I would greatly appreciate any advice on attempting this question. References to any textbook would also be helpful.
Consider the probability space $(\Omega,\mathcal{F},P)$ with $\Omega = [0,1]$, $\mathcal{F}$ the $\sigma$-algebra of Borel sets, and $P$ the Lebesgue measure. Define the sequence $X_n$ by
$X_{2n} = (0 \text{ if } \omega < \frac{1}{2} ; 1 \text{ if } \omega \ge\frac{1}{2})$ and
$X_{2n+1} = (1 \text{ if } \omega < \frac{1}{2}; 0 \text{ if } \omega \ge \frac{1}{2})$.
Show that $X_n$ converges in distribution, but does not converge in probability.
I apologize for the bad typesetting, I am not fully proficient in LaTex.
Best Answer
$X_{2n}$ is the indicator of $[\frac{1}{2},1]$ and $X_{2n+1}$ is the indicator of $[0,\frac{1}{2})$, then
$$P(X_{2n}=1)=P \left(\{\omega:\omega\in[\frac{1}{2},1]\}\right)=\frac{1}{2}=P(X_{2n}=0)$$ $$P(X_{2n+1}=1)=P \left(\{\omega:\omega\in[0,\frac{1}{2})\}\right)=\frac{1}{2}=P(X_{2n+1}=0)$$
Now, let $F_{2n}(x)$ be the distribution function, then $F_{2n}(x)=P(X_{2n}\leq x)=1$ if $x=1$, and is $\frac{1}{2}$ if $x\in[0,1)$. For $F_{2n+1}(x)$ you have the same distribution function. Therefore $F_n$ does not depend on $n$, then is constant, which implies convergence in distribution.
Now, to proof it does not converge in probability, assume the contrary, i.e. there exists $X$ such that $\lim P(|X_n-X|>\epsilon)\to 0$. Because the limit is unique and convergence in distribution implies convergence in probability, you have that the distribution function of $X$ is the one you obtained before, therefore $X$ only takes two values, $0$ and $1$, and both with the same probability ($\frac{1}{2}$).

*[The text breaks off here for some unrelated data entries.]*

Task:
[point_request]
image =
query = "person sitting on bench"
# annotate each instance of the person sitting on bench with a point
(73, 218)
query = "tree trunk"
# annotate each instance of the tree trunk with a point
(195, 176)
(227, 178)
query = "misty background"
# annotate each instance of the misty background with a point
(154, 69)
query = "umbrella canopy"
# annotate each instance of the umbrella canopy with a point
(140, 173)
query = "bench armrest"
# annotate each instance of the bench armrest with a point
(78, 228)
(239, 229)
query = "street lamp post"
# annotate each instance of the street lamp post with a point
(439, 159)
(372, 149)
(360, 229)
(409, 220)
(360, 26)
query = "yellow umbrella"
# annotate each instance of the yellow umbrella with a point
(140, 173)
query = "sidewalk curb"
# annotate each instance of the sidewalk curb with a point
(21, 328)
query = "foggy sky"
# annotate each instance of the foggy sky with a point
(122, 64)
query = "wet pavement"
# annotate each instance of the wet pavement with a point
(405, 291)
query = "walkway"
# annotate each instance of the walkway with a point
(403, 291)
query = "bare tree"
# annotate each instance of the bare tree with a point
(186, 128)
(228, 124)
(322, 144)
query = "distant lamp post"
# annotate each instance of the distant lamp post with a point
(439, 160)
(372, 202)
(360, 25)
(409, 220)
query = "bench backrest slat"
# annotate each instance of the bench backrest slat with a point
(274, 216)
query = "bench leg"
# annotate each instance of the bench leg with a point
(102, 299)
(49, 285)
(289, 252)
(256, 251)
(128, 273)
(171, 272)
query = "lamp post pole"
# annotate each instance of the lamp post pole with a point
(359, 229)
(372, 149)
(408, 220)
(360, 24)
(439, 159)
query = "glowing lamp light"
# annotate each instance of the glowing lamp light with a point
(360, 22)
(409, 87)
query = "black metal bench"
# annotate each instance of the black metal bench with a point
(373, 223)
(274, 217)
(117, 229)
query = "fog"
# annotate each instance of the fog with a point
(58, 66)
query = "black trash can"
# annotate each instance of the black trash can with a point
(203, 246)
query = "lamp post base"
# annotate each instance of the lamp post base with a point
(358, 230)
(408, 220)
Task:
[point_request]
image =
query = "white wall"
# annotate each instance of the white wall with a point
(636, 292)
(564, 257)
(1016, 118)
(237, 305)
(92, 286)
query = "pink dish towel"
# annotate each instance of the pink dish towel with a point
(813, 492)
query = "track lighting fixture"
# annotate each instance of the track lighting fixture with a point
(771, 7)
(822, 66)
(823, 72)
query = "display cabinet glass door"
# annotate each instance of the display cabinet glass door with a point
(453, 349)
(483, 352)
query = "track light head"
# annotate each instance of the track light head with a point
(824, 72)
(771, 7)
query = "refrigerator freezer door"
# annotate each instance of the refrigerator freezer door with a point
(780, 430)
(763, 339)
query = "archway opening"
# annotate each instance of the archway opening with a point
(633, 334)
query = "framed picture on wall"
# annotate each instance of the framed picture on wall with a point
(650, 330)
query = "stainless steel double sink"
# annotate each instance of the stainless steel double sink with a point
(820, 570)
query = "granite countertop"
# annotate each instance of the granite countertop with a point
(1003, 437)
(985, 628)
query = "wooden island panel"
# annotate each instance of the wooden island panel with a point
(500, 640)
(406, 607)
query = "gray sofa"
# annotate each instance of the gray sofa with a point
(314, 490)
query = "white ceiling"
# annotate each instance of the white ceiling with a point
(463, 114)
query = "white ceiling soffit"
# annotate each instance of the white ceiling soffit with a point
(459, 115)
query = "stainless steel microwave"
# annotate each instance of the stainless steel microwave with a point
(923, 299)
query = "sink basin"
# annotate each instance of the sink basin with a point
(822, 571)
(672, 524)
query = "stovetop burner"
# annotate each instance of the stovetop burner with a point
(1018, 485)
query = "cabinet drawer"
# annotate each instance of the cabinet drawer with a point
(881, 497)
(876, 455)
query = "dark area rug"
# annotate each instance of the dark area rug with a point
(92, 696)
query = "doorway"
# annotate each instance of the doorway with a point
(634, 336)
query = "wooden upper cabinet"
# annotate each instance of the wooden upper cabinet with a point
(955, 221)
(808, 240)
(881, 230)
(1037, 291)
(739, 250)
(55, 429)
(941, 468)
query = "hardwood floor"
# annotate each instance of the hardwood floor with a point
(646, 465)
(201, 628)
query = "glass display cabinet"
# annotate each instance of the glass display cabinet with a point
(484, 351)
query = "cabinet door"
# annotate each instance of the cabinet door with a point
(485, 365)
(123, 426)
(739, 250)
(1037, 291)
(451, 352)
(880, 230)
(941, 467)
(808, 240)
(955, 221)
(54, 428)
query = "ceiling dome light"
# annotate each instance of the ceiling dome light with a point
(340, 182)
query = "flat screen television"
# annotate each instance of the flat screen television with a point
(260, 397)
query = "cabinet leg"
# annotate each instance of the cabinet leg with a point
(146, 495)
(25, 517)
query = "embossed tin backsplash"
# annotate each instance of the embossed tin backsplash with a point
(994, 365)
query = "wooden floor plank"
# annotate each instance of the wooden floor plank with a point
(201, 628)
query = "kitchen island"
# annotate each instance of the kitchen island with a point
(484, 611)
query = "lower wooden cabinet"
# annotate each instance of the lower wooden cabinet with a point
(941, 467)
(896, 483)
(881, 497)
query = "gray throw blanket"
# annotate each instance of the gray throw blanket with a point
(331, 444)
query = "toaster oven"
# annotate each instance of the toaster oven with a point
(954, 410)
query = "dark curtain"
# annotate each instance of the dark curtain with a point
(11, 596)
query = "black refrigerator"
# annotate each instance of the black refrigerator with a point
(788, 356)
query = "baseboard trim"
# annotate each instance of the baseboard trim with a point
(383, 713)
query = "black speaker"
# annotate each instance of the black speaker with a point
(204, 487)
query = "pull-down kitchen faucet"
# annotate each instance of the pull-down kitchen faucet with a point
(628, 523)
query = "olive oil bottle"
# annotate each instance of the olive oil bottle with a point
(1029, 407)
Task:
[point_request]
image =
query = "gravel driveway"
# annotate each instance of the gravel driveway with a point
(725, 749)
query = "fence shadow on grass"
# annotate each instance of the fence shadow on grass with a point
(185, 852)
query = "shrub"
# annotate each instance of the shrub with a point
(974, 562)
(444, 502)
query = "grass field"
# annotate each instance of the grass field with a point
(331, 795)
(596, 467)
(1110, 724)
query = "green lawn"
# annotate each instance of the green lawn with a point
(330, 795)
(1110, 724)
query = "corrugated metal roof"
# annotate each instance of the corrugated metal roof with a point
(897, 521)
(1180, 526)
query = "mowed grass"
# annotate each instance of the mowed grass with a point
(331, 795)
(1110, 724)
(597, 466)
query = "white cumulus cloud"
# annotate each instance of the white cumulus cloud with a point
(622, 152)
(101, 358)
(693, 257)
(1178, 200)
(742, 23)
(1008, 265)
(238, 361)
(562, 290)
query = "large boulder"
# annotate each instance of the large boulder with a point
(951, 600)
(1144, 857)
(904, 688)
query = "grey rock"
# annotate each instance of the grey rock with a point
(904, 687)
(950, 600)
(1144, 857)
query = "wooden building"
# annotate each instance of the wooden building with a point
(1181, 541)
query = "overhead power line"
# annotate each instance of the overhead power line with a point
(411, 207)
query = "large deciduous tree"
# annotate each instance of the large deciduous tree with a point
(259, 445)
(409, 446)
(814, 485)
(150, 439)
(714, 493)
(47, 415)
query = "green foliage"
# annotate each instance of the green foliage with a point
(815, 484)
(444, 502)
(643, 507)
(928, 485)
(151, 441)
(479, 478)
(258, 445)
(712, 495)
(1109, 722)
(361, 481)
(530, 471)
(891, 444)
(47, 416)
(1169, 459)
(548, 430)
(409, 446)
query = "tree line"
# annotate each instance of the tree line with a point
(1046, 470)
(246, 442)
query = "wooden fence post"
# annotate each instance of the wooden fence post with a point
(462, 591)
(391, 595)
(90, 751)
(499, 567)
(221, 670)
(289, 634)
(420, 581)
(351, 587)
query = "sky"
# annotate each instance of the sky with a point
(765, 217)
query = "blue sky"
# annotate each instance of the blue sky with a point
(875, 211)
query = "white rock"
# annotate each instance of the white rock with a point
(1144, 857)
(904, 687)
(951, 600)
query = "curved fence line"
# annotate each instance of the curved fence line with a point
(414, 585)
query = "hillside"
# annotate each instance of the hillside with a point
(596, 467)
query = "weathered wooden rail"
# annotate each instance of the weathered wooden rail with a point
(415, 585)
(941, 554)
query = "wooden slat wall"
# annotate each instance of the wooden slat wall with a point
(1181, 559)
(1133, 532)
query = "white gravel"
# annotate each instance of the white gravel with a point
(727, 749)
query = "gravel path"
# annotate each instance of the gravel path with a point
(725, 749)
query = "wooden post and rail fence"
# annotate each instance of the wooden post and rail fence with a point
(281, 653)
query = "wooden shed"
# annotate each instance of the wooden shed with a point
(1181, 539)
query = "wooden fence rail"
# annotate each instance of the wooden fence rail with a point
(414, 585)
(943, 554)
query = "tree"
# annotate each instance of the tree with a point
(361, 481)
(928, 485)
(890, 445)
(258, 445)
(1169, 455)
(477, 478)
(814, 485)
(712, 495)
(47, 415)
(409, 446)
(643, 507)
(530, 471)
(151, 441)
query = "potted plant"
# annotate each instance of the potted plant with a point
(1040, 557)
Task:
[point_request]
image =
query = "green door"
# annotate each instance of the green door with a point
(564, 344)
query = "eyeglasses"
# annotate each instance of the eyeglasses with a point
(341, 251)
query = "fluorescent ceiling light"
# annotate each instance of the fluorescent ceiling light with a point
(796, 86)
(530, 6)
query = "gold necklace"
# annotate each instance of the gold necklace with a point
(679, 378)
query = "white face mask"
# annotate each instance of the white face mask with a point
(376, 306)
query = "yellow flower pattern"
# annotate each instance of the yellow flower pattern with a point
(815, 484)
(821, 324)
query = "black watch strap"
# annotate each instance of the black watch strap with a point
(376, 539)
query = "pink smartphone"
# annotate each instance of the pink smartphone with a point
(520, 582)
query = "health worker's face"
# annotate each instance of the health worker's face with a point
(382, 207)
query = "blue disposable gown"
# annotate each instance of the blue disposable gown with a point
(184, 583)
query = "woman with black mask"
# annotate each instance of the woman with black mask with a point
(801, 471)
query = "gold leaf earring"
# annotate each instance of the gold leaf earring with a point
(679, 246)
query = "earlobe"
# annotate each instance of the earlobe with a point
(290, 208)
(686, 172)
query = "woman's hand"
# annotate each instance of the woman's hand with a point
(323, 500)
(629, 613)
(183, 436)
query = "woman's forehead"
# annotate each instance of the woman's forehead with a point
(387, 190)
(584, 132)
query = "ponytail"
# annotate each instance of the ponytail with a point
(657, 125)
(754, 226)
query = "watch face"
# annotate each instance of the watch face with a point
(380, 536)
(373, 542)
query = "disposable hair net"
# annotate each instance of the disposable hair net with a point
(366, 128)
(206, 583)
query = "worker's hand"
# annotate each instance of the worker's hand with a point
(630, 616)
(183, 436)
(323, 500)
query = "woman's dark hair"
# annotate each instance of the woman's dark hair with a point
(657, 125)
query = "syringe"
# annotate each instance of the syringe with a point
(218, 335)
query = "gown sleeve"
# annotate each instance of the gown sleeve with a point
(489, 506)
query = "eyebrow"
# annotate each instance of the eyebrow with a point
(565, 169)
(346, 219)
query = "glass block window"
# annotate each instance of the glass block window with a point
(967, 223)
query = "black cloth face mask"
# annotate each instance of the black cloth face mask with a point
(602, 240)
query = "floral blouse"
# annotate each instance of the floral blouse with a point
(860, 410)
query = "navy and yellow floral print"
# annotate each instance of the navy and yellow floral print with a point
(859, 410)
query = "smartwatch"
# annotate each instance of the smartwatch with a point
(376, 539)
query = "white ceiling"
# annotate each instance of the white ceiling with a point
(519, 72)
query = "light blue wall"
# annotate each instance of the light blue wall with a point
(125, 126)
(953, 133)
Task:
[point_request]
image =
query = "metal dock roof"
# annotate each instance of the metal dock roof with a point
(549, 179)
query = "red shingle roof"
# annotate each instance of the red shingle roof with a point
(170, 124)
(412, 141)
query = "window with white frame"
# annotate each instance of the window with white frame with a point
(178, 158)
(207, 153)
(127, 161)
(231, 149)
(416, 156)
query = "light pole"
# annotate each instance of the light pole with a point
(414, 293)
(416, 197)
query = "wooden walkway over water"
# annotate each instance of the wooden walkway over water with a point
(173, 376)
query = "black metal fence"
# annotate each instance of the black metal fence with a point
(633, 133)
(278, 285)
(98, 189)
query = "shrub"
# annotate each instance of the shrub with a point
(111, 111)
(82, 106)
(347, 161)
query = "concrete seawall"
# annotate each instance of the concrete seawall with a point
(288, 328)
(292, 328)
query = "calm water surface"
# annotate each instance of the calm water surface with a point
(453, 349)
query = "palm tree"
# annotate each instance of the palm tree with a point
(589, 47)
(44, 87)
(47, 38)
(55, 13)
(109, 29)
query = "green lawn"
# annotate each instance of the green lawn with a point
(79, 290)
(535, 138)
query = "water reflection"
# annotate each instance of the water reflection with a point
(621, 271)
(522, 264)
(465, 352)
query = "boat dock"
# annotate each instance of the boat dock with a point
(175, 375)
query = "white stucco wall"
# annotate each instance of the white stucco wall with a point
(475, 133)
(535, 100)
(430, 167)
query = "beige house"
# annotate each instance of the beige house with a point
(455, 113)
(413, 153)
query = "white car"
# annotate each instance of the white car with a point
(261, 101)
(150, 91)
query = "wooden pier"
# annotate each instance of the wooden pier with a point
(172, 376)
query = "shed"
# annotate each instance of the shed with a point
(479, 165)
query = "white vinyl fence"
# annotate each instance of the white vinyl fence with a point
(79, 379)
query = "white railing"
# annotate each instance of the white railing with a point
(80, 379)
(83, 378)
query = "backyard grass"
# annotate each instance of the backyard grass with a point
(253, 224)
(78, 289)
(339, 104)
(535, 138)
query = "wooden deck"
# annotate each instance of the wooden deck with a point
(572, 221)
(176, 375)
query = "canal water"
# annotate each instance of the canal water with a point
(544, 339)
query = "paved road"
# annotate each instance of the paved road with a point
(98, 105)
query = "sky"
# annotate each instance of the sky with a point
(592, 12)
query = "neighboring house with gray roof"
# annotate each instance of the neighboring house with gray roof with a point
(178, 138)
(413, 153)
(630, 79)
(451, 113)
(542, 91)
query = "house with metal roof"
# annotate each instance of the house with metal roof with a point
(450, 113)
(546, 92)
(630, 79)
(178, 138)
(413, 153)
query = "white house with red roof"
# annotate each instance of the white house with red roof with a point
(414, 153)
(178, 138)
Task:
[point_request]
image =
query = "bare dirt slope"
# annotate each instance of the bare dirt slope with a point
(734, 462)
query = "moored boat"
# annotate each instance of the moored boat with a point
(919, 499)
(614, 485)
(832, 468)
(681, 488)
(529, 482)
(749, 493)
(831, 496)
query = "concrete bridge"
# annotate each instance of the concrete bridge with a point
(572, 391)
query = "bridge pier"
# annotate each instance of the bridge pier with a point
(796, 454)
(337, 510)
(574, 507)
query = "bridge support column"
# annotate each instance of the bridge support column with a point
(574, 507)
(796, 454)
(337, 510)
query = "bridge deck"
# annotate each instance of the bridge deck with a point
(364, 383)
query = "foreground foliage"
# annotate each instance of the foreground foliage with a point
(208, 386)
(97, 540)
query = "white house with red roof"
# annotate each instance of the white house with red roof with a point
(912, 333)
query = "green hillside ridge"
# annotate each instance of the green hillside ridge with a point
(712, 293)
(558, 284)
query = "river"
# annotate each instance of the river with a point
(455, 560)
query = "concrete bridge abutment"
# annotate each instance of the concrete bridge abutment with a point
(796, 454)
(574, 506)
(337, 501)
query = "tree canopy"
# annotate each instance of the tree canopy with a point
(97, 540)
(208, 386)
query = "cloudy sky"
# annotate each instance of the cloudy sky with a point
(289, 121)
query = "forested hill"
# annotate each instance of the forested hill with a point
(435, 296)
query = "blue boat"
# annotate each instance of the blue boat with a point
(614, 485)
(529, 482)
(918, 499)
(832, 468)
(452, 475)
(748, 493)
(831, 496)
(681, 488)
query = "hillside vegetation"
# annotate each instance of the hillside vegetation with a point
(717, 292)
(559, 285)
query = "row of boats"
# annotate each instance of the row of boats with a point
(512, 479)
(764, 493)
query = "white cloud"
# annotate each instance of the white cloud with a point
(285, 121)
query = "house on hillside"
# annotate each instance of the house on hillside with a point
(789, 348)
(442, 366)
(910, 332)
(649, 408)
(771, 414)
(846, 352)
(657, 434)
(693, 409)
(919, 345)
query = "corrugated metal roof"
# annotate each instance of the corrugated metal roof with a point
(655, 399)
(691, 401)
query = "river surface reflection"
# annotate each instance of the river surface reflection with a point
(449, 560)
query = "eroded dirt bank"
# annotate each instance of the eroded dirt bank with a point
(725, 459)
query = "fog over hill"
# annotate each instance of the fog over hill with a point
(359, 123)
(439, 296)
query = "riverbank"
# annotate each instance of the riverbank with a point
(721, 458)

Note that convergence in probability implies that $X_{2n}$ and $X_{2n+1}$ both converge in probability to $X$, so $X_{2n}-X_{2n+1}$ converges to $0$ in probability, however, $X_{2n}-X_{2n+1}$ does not converge in distribution to $0$ which is a contradiction because convergence in probability implies convergence in distribution.